U.S. Rep. Bob Brady has his answer. Tomorrow, the city's Democratic Party chairman will make his case for a convention bid to political, tourism and labor leaders from the region.
To do so, Brady is bringing to Philly the team that produced the 2012 convention in Charlotte, N.C. They will explain the complicated process of winning the bid.
For Brady, it will be a trip through what might have been.
Brady, who first publicly floated the idea of a 2016 convention during the Charlotte convention 11 months ago, had been cheerleader-in-chief for an effort to hold the 2012 soiree here.
Mayor Nutter balked, Brady said, at the potential costs while the city struggled financially.
"He made a statement - and I hold him to it - that we'll try for 2016," Brady said yesterday.
Nutter, who is not attending the meeting or sending anyone from his staff, seems nowhere close to being committed to a bid.
Through a spokesman, Nutter yesterday reiterated all the reasons he cited while responding cautiously when Brady floated the idea in September.
Nutter is concerned about the cost of security, part of the millions of dollars the region would need to raise to run a convention.
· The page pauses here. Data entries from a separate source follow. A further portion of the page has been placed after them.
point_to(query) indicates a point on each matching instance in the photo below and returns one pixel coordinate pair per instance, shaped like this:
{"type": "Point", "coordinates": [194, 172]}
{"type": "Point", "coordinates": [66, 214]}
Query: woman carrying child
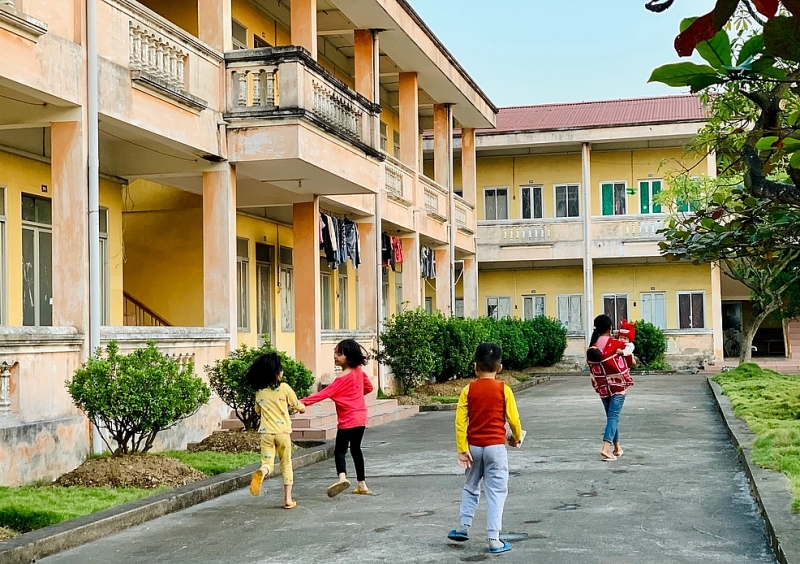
{"type": "Point", "coordinates": [347, 391]}
{"type": "Point", "coordinates": [273, 401]}
{"type": "Point", "coordinates": [610, 378]}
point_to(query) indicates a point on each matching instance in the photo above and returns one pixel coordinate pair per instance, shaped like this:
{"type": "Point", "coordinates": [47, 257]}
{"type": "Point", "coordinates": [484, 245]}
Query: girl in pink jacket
{"type": "Point", "coordinates": [347, 391]}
A planning group from the private and public sectors also would have to be assembled.
"This meeting is a very preliminary step toward getting information and putting us in a position to evaluate and help make the decision about whether to pursue a convention," Nutter said.
Brady has been lobbying his colleague, Florida U.S. Rep. Debbie Wasserman Schultz, chairwoman of the Democratic National Committee.
A DNC official in June confirmed that Brady and Wasserman Schultz had spoken about the 2016 convention.
The Democratic National Committee was last held in Philadelphia in 1948, when the party nominated President Harry S. Truman. The Republican National Convention was also held here in 1948, when the party nominated New York Gov. Thomas Dewey.
The city hosted the Republican National Convention in 2000, where then-Texas Gov. George W. Bush was nominated.
A nonprofit set up to run the 2000 convention raised $66 million, including $39 million from taxpayers in the Philadelphia region. A report compiled by the city later said the convention resulted in $345 million in economic impact to the region.